不正競争防止法2条1項3号は、他人の商品の形態を模倣した商品の販売などを不正競争と定義しています。まるめてしまうと、その趣旨は、オリジナル商品のデットコピー品の販売を禁止するという点にあります。もっとも、禁止期間は、日本国内において最初に販売された比から起算して3年間です(19条1項5号イ)。
 
 問題は、3年間という期間の起算点です。

 企業活動が日本国内で閉じているなら、起算点が大きな問題点になるわけではありません。しかし、外国の会社が、ネット上でオリジナル商品の販売を開始すると、日本の消費者も、そのサイトにアクセスし、オリジナル商品を購入できます。その後、日本での販売店が決まり、日本の消費者に特化した販売を開始することもあります。この場合、起算点は、外国の会社がネット販売を開始した時期か、日本販売店が販売を開始した時期か、どちらになるのでしょうか。その時期によっては、販売開始から3年が経過し、デッドコピー品の販売が(不競法2条1項3号との関係では)可能となることもあります。

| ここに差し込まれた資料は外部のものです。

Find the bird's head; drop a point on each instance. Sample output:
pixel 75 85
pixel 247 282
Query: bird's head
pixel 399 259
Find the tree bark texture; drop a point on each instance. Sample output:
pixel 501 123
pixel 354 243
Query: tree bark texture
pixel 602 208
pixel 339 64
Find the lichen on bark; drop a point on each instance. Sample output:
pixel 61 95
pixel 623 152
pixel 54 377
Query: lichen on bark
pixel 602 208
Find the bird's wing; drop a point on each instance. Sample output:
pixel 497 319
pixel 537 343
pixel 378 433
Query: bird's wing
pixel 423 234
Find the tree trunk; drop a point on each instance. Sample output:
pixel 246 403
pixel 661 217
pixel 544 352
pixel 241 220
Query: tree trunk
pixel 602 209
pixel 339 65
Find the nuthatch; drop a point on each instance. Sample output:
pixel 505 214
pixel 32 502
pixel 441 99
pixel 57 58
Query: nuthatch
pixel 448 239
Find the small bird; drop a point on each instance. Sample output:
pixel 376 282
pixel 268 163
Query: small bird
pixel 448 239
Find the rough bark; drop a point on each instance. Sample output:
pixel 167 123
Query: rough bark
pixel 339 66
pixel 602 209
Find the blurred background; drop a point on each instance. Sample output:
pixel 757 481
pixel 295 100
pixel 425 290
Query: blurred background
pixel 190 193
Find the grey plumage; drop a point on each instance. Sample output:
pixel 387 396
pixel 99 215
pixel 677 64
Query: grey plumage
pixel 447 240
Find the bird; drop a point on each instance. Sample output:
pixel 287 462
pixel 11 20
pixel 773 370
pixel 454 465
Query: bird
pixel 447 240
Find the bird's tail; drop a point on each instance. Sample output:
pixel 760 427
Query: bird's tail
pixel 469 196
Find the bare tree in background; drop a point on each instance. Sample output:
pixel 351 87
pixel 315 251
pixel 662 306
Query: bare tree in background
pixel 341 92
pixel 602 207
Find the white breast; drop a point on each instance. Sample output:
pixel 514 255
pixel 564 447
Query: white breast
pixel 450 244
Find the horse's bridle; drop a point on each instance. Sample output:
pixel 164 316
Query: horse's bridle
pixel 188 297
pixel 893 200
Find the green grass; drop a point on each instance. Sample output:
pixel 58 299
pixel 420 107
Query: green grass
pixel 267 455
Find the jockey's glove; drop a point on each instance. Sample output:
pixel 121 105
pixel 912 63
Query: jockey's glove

 この問題が当事者間で争われた事例として、東京地判平成22年9月17日(平成20年(ワ)第25956号)があります。
http://www.courts.go.jp/hanrei/pdf/20100922100123.pdf
 当事者が争点にはしたものの、裁判所は、この争点について判断を示すことなく、別の条項で結論を出しています。

 似たような問題は、商標の使用についても生じます。外国のサーバで商標を付して広告がなされている場合、どの地で商標が使用されたのか、簡単には結論が出ません。この問題については、WIPOによる勧告があり、大変参考になります。しかし、WIPOの勧告によって日本法が解釈されるわけでもありません。ウェブサイトの表記(例えば言語、使用できる通貨)、日本での営業拠点の有無など様々な要素を考慮して、日本での使用といえるのか、判断する必要があります。